Published: Nov 3, 2021 by Isaac Johnson

With all these tracing projects, I thought i might be good to show the free/open-source ways one can use to measure application performance. We will look at Zipkin, Grafana and Prometheus. We will also take a look at Kiali which we last examined in a post back in July.

While Zipkin and Kiali are different; the former a distributed trace monitoring tool and the later related to service mesh observability. Fundamentally, they are trying to solve very similar issues; the performance of service to service calls. Technically traces can be instrumented in the code whearas service mesh performance neccessarily can only see container to container calls.
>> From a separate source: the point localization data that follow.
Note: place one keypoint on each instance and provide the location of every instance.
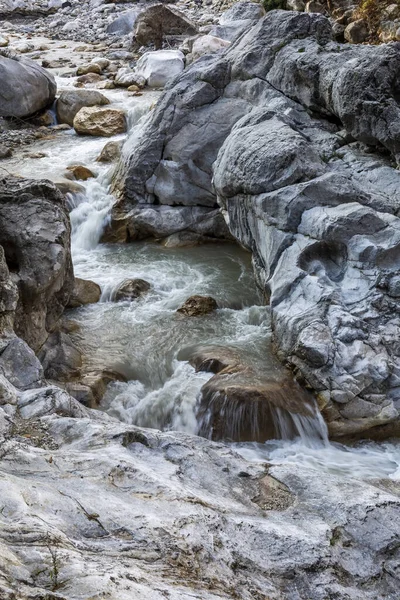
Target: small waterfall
(91, 215)
(90, 212)
(235, 419)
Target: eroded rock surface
(90, 505)
(280, 130)
(25, 87)
(35, 236)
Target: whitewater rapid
(146, 341)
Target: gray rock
(37, 256)
(19, 365)
(60, 358)
(26, 88)
(131, 289)
(317, 210)
(70, 103)
(84, 292)
(159, 21)
(123, 25)
(237, 20)
(294, 530)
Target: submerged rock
(196, 306)
(84, 292)
(246, 400)
(253, 531)
(70, 103)
(100, 121)
(60, 358)
(316, 208)
(130, 289)
(79, 172)
(110, 152)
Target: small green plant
(274, 4)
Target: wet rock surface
(301, 190)
(100, 121)
(196, 306)
(295, 138)
(69, 103)
(38, 257)
(26, 87)
(99, 490)
(130, 289)
(84, 292)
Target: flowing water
(148, 343)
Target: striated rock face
(25, 87)
(92, 506)
(158, 21)
(37, 256)
(276, 129)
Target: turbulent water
(149, 343)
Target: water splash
(170, 407)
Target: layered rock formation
(280, 130)
(37, 276)
(25, 87)
(92, 506)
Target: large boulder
(160, 21)
(70, 103)
(237, 20)
(160, 66)
(20, 366)
(38, 256)
(100, 121)
(26, 88)
(60, 358)
(276, 131)
(84, 292)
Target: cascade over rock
(276, 130)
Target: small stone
(89, 68)
(110, 152)
(315, 7)
(196, 306)
(80, 172)
(130, 289)
(5, 151)
(89, 78)
(84, 292)
(100, 121)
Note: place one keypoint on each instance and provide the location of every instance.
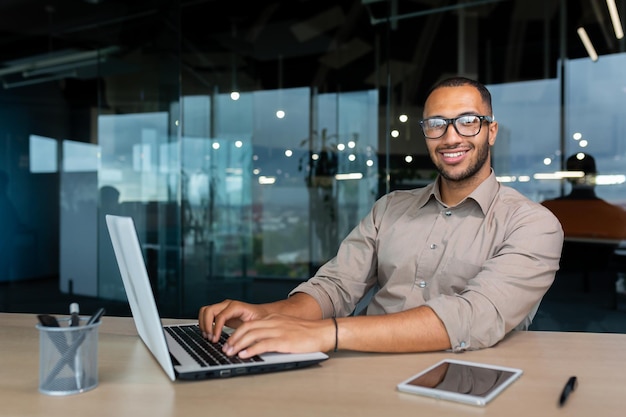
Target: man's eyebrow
(466, 113)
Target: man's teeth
(453, 154)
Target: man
(458, 263)
(581, 212)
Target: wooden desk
(348, 384)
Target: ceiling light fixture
(582, 33)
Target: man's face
(457, 157)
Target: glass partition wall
(246, 144)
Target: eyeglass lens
(464, 125)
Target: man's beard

However, our examination as instrumented is looking at container to container transactions so these tools cover very similar ground: how micro-service to micro-service calls are performing.

Setup

This builds from the last article on Lightstep where we spun up an AKS and installed Dapr along with the Caculator quickstart app.

You’ll want to have ready:

A k8s cluster
Dapr.io installed
The calculator app from Dapr quickstarts

Zipkin

We know of zipkin as a format, but Zipkin is also a perfectly fine no-frills app for examining the data.
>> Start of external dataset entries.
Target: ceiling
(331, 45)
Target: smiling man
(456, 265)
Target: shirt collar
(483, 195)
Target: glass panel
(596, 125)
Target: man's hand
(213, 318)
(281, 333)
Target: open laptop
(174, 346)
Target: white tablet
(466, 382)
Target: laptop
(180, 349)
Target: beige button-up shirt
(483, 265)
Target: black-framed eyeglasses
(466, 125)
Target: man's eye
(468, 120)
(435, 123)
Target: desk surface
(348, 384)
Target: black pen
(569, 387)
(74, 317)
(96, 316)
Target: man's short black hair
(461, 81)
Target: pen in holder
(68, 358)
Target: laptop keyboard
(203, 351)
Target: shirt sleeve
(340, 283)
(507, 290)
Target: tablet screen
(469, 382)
We’ve used OpenTelemetry to send data out to Datadog and others. In this case, we want to direct the zipkin data Dapr collects to the Zipkin service.

Our first step is to switch from the OpenTelemetry endpoint to the Zipkin instance endpoint we spun up with the calculator app in the app configuration:

$ kubectl get configuration appconfig -o yaml | tail -n3
    samplingRate: "1"
    zipkin:
      endpointAddress: http://otel-collector.default.svc.cluster.local:9411/api/v2/spans
$ kubectl get configuration appconfig -o yaml > appconfig.yaml
$ kubectl get configuration appconfig -o yaml > appconfig.yaml.bak
$ vi appconfig.yaml
$ diff appconfig.yaml appconfig.yaml.bak
41c41
<       endpointAddress: http://zipkin.default.svc.cluster.local:9411/api/v2/spans
---
>       endpointAddress: http://otel-collector.default.svc.cluster.local:9411/api/v2/spans
$ kubectl apply -f appconfig.yaml
configuration.dapr.io/appconfig configured

We need to bounce the pod to get the side car to pull in the new configuration and send telemetry data to the zipkin service:

$ kubectl get pods | grep calculator
calculator-front-end-5bb947dfcf-vv75c   2/2     Running   0          47h
$ kubectl delete pod calculator-front-end-5bb947dfcf-vv75c
pod "calculator-front-end-5bb947dfcf-vv75c" deleted

To verify trace data is now being received, We’ll want to port-forward to the zipkin pod as we do not (yet) have it exposed via an ingress:

$ kubectl port-forward `kubectl get pods -l app=zipkin --output=jsonpath={.items..metadata.name}` 9411 &
[1] 26342
$ Forwarding from 127.0.0.1:9411 -> 9411
Forwarding from [::1]:9411 -> 9411

We can now look up our front end URL of the deployed calculator app:

$ kubectl get svc | grep calculator
calculator-front-end          LoadBalancer   10.0.200.190   20.84.218.63   80:31131/TCP                          2d1h
calculator-front-end-dapr     ClusterIP      None           <none>         80/TCP,50001/TCP,50002/TCP,9090/TCP   2d1h

and test out the calculator a few times to get some traces

We can now go the zipkin app and see traces and dependencies.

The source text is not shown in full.